If your spouse knowingly physically harms or attempts to physically harm you (or your children), such that you fear for your safety, you are a victim of domestic violence (DV). You may choose to take action to prevent future violence or threatened violence.
One option involves calling the police. If the police determine you are the victim are DV, your spouse will be arrested and a court will most likely order your spouse to stay away from you until the case is decided. If your spouse is convicted of DV, the court may continue the stay away order, often at your request.
You can also petition your county domestic relations court for a civil protection order (CPO) against your spouse. The court will determine if your allegations meet the criteria for a hearing on your petition. A temporary protection order is issued if the criteria are met, and your spouse will be ordered to stay away from the parties listed to be protected (you, you and your children, etc.). The temporary order becomes effective once your spouse is served with the order. Violation of the order after your spouse is served is a criminal offense.
The domestic relations court will schedule a hearing where both you and your spouse will be able to present evidence regarding the validity of your petition. Should the court be satisfied the parties listed to be protected need a CPO, such an order will be issued, for up to five years.
Criminal stay away orders and CPOs may be grounds for the protected spouse to be entitled to exclusive possession of the marital residence, until the residence is sold or otherwise disposed of during a divorce. There are multiple other grounds for exclusive possession of the marital residence to be granted and it is best for you and your attorney to decide if such grounds exist and whether you want exclusive possession of the marital home.
A spouse’s domestic violence history will be considered in custody and visitation deliberations. Supervised or unsupervised visitation may be at issue.
Victims of DV may qualify for a legal aid attorney to be appointed to represent them during both CPO and divorce proceedings. The standard will not rest with how much money your spouse earns.
When your spouse is prosecuted for DV, the matter becomes a public record. CPO filings appear on clerk of courts websites.

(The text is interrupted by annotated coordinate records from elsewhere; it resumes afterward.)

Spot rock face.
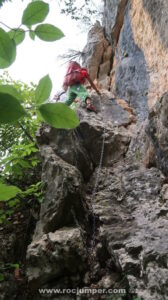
[83,22,113,88]
[24,0,168,300]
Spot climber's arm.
[87,74,101,95]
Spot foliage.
[0,72,42,223]
[0,183,21,201]
[0,0,79,218]
[59,0,103,25]
[0,0,79,128]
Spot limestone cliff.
[27,0,168,300]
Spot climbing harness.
[90,95,106,254]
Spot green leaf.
[0,274,5,282]
[22,1,49,26]
[0,84,23,102]
[0,28,16,69]
[39,103,79,129]
[35,24,64,42]
[35,75,52,104]
[0,183,22,201]
[29,30,36,41]
[0,92,26,124]
[8,28,25,45]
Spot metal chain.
[90,96,106,253]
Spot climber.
[64,61,100,113]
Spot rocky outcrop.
[146,93,168,176]
[27,85,168,300]
[82,21,113,89]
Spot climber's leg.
[65,86,77,106]
[73,84,97,113]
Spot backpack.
[64,61,87,86]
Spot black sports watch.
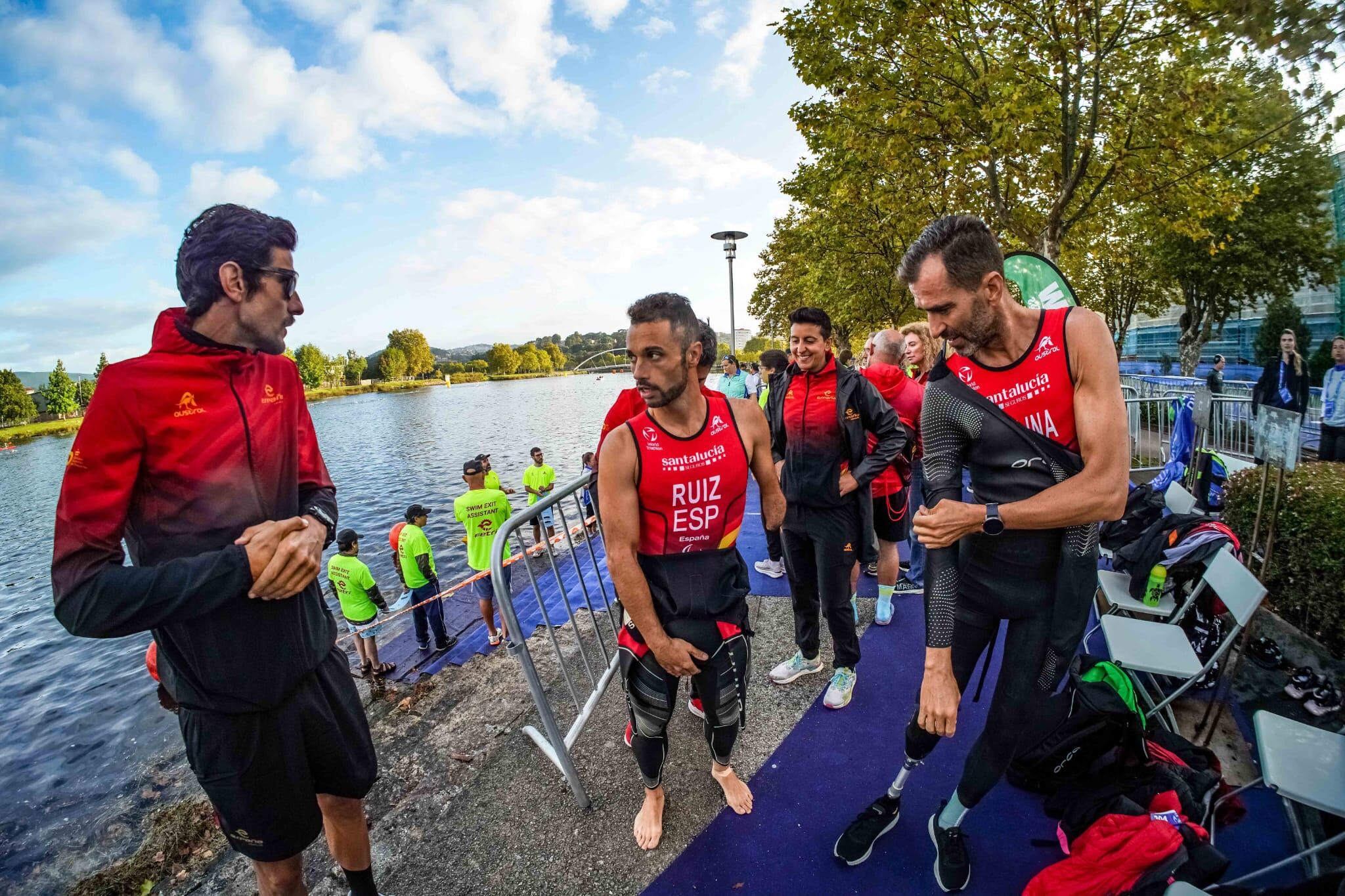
[981,503,1005,534]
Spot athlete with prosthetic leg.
[834,216,1128,892]
[598,293,784,849]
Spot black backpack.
[1006,654,1147,794]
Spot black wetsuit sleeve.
[920,383,982,647]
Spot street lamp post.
[710,230,747,354]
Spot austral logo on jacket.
[172,393,206,416]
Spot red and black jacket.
[51,309,336,712]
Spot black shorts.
[873,490,910,542]
[177,647,378,863]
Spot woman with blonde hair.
[1252,329,1312,414]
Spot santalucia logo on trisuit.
[659,444,726,470]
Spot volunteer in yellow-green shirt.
[453,458,514,647]
[327,529,397,675]
[476,454,514,494]
[397,503,457,652]
[523,449,556,544]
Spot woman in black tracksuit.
[1252,329,1312,415]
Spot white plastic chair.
[1099,551,1266,729]
[1208,710,1345,885]
[1164,480,1196,513]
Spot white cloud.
[635,16,676,40]
[187,161,280,212]
[640,66,692,96]
[631,137,780,190]
[565,0,627,31]
[714,0,780,96]
[0,181,153,276]
[108,146,159,196]
[0,0,597,177]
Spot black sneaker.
[831,794,901,865]
[929,800,971,893]
[1246,635,1285,669]
[1285,666,1326,700]
[1304,683,1341,717]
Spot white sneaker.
[752,559,784,579]
[822,666,854,710]
[769,650,822,685]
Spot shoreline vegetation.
[0,371,610,446]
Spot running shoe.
[769,650,822,685]
[1246,635,1285,669]
[929,800,971,893]
[1285,666,1326,700]
[873,594,892,626]
[831,794,901,865]
[1304,683,1341,717]
[822,666,854,710]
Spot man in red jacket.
[51,205,378,896]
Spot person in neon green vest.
[453,458,514,647]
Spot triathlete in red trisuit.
[598,293,784,849]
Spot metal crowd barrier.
[491,474,621,809]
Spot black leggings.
[906,542,1060,809]
[1317,423,1345,461]
[617,619,752,787]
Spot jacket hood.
[149,308,254,354]
[864,362,910,404]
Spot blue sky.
[0,0,810,371]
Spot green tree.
[1157,68,1345,376]
[485,343,522,376]
[378,348,406,380]
[778,0,1334,259]
[345,348,368,385]
[295,343,327,388]
[542,341,569,371]
[0,370,37,423]
[41,358,79,416]
[387,329,435,376]
[1252,295,1312,364]
[76,377,97,412]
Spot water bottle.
[1145,563,1168,607]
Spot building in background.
[1122,152,1345,379]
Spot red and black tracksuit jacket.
[51,309,336,712]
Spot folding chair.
[1209,710,1345,885]
[1099,551,1266,731]
[1164,480,1196,513]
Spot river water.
[0,373,631,891]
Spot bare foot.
[635,787,667,849]
[710,763,752,815]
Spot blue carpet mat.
[644,598,1302,896]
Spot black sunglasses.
[253,267,299,298]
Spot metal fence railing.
[491,474,621,809]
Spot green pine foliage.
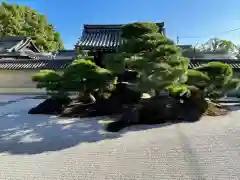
[105,22,189,93]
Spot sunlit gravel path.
[0,95,240,180]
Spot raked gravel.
[0,99,240,180]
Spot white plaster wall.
[0,70,62,91]
[0,70,39,88]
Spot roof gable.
[0,36,40,53]
[76,23,164,50]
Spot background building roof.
[76,23,164,50]
[0,59,73,70]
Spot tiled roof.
[54,50,77,59]
[189,59,240,70]
[0,59,73,70]
[76,23,164,50]
[78,30,120,50]
[0,36,40,53]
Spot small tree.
[62,59,116,102]
[169,62,240,101]
[105,22,188,94]
[32,70,67,97]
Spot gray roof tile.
[78,30,120,50]
[76,23,164,50]
[0,59,73,70]
[189,59,240,70]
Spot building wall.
[0,70,63,93]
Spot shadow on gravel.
[0,112,121,154]
[223,103,240,111]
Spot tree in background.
[200,38,235,52]
[168,62,240,102]
[62,59,116,103]
[0,2,63,52]
[32,59,116,103]
[32,70,67,98]
[105,22,188,94]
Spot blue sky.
[2,0,240,49]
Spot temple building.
[0,36,76,93]
[75,22,165,66]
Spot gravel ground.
[0,99,240,180]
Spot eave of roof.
[0,59,73,70]
[188,59,240,70]
[0,36,41,53]
[76,23,164,50]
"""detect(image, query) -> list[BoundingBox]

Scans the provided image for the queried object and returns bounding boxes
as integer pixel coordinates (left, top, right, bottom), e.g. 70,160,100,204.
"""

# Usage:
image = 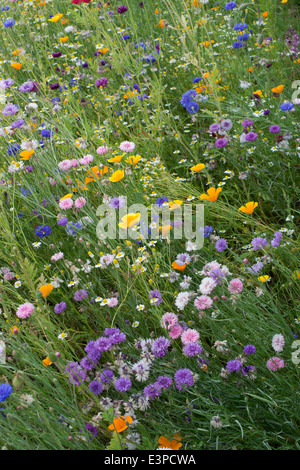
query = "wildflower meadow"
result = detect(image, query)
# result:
0,0,300,455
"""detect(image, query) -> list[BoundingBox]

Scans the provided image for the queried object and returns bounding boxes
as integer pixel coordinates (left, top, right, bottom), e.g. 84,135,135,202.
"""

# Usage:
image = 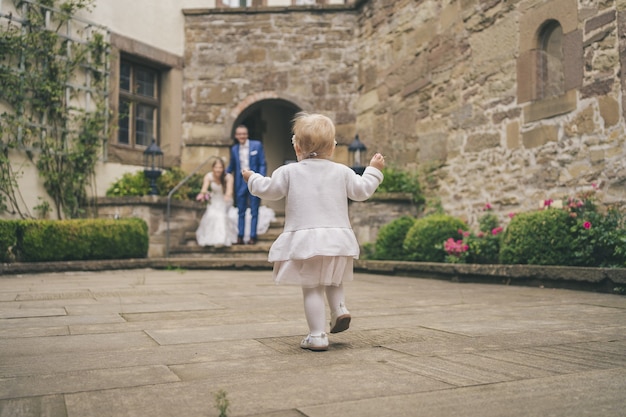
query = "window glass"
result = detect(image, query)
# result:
117,100,130,145
135,104,156,146
117,59,159,147
135,67,156,97
120,61,130,91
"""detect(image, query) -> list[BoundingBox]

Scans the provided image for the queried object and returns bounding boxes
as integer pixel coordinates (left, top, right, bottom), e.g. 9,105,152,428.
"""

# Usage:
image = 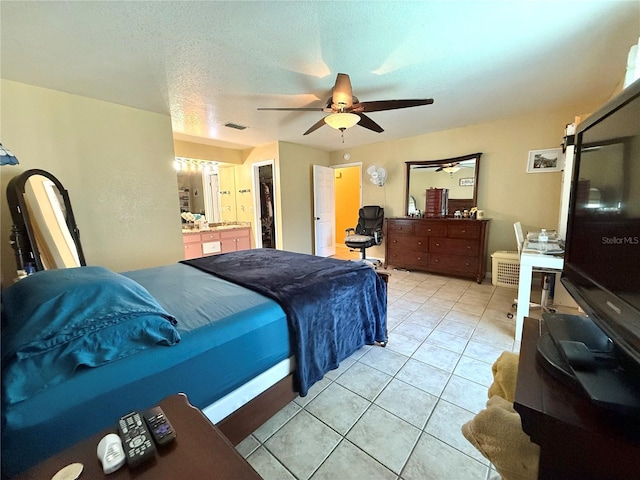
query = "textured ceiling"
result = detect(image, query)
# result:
0,0,640,151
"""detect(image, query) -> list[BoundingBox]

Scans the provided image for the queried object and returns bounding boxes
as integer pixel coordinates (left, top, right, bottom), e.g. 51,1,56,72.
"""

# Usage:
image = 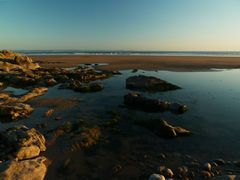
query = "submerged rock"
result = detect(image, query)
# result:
135,119,191,138
0,126,46,160
0,156,47,180
124,93,187,114
126,75,180,91
61,80,104,92
0,50,40,72
0,103,33,121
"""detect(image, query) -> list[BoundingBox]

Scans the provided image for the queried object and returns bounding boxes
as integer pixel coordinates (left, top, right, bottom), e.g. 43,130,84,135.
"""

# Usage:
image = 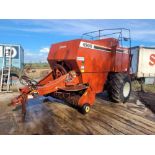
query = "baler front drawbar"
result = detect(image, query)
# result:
11,71,95,120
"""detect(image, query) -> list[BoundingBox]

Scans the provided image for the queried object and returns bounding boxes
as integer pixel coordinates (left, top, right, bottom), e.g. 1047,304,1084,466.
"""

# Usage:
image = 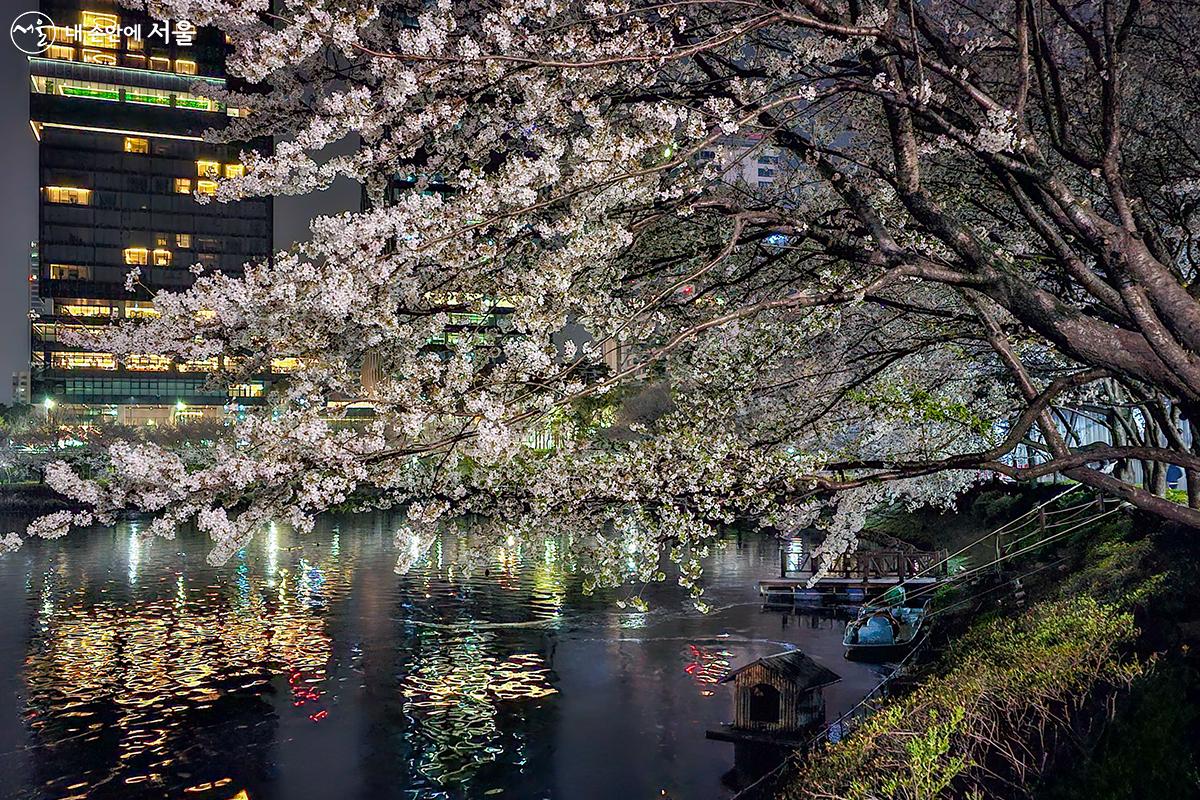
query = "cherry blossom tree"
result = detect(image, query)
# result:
18,0,1200,599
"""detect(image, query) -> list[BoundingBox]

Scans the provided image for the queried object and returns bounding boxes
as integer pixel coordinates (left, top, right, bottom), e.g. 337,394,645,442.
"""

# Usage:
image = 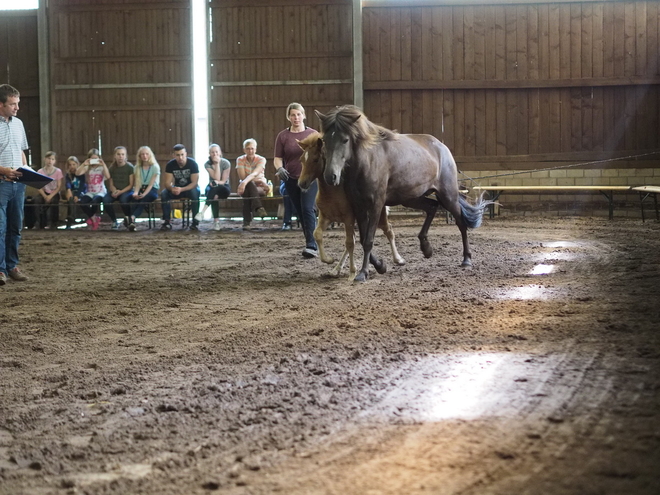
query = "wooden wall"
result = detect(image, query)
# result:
363,0,660,170
49,0,193,169
0,10,41,168
209,0,353,184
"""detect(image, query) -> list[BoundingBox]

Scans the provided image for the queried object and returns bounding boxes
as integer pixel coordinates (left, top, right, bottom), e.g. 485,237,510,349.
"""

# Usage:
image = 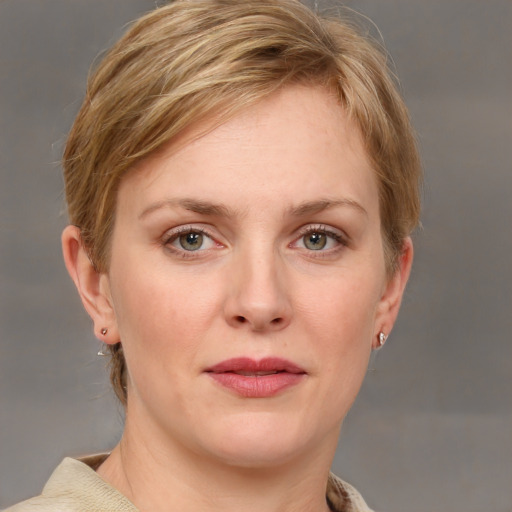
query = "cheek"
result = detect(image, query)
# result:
113,265,219,352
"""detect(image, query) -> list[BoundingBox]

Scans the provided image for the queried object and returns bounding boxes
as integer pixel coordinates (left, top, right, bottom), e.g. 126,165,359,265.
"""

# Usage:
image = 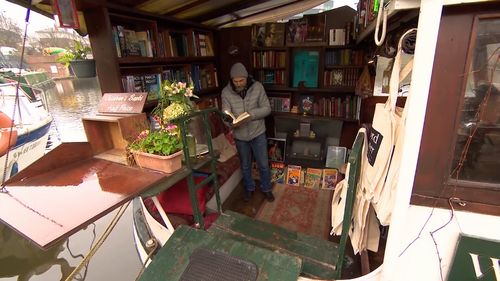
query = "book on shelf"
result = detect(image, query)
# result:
271,162,285,183
304,13,326,42
325,145,347,169
304,168,323,189
293,49,319,88
224,110,252,126
252,23,266,47
264,22,285,47
267,138,286,162
321,169,338,189
286,17,307,45
122,73,161,100
328,28,346,46
286,165,302,186
269,97,290,112
299,95,314,114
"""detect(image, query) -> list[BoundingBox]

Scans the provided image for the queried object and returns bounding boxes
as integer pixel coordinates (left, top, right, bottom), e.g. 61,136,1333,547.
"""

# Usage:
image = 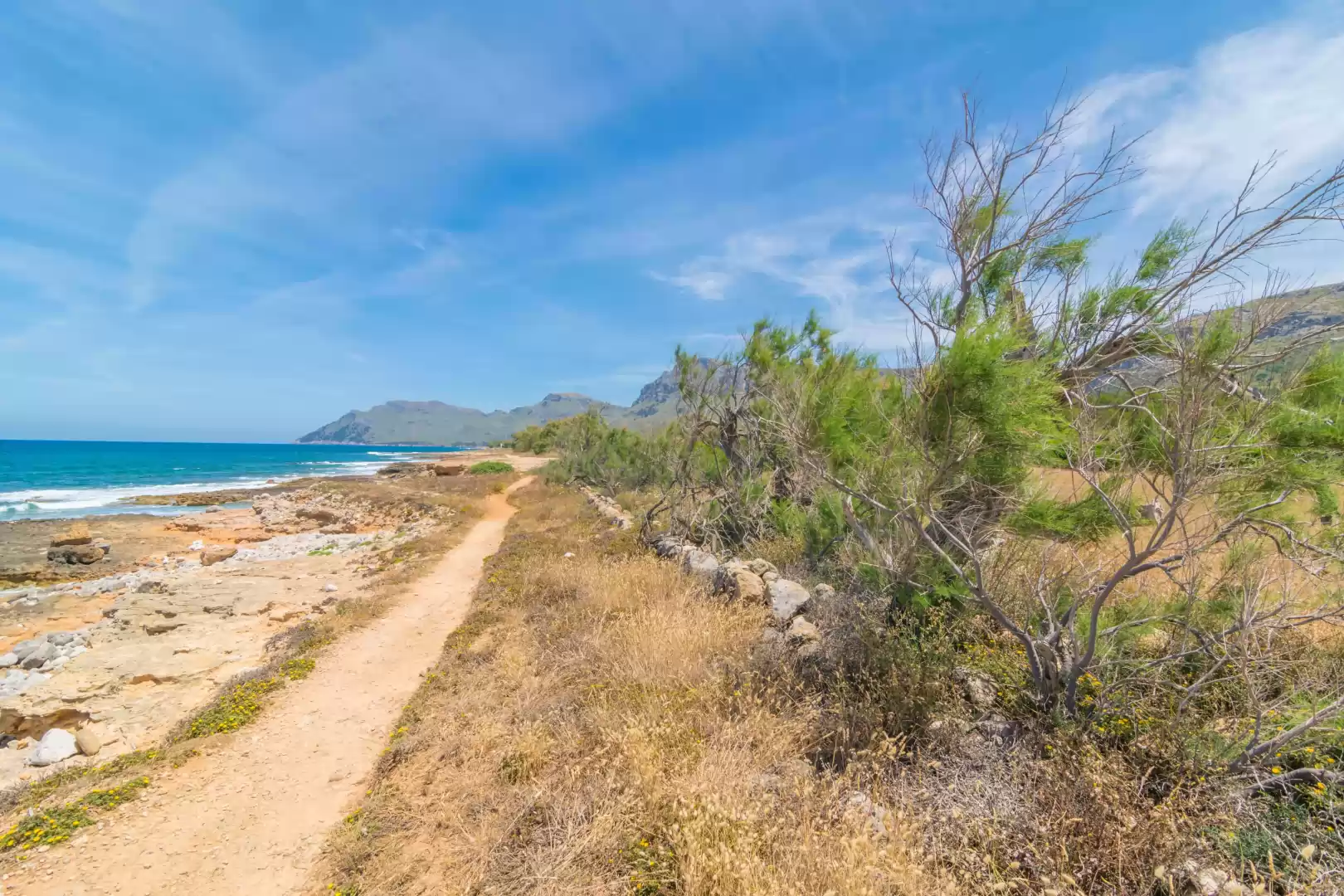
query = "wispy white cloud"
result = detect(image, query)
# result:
1083,11,1344,212
659,195,921,352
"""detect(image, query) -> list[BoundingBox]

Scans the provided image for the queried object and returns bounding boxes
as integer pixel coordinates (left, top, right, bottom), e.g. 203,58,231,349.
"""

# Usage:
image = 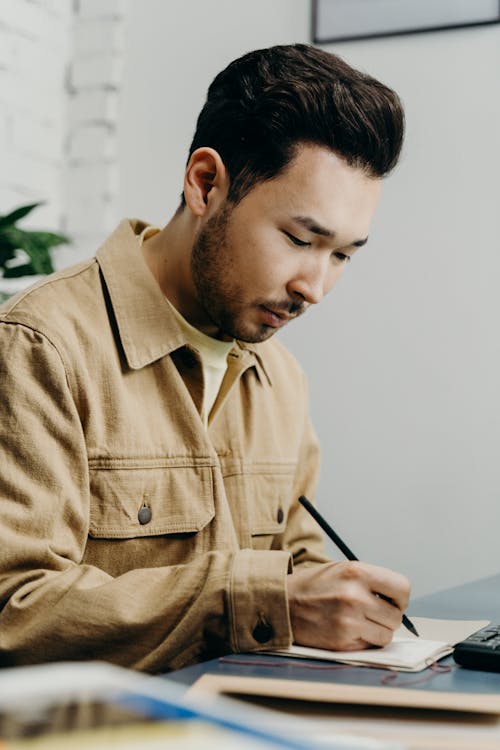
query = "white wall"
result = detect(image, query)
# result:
117,0,500,594
0,0,71,228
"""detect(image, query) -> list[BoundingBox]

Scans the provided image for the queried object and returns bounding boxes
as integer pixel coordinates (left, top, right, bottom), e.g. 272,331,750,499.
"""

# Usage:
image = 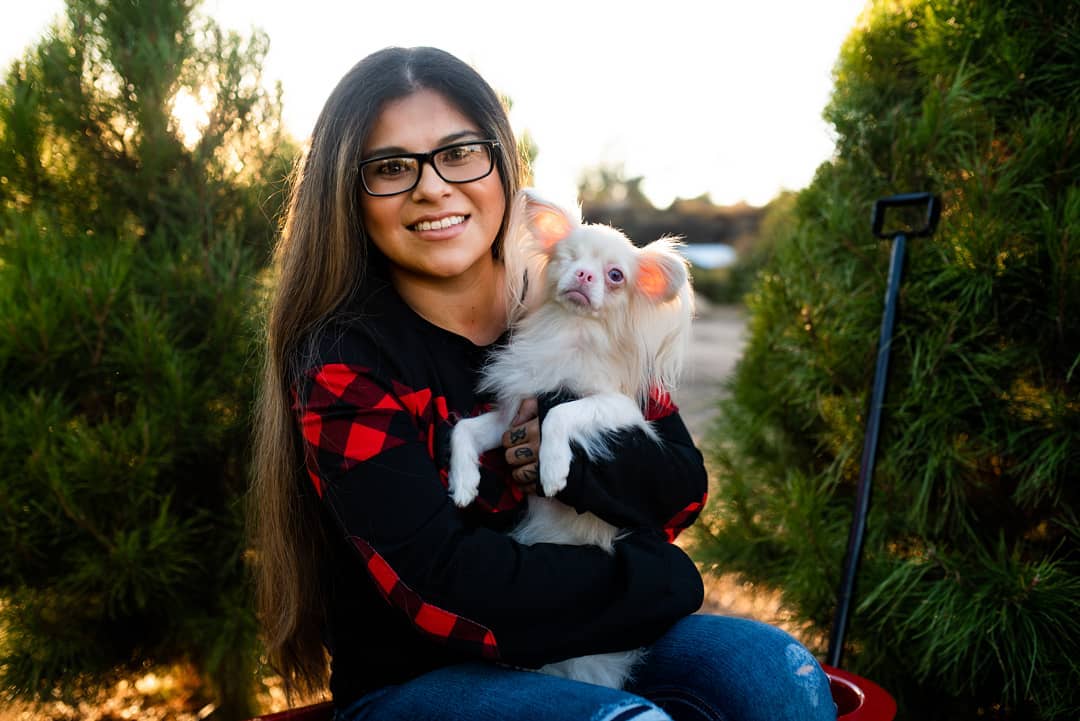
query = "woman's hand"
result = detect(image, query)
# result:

When the police are summoned for a domestic violence call, someone is normally arrested. Sometimes the caller or both spouses are arrested. The police do not act as referees in a domestic dispute. Their role rests with enforcement of the law.
In Ohio, someone convicted of an offense of DV (§ 2919.25), when the offense is a misdemeanor of the first degree (M-1), cannot have the record of the conviction expunged. A subsequent DV charge, after someone is convicted of an M-1 DV, will be enhanced to a felony due to the prior conviction.
This guide is provided for informational purposes only. It is not offered as, and does not constitute, legal advice. The guide presumes you are not currently represented by an attorney who knows your specific circumstances. The guide is specific to Ohio.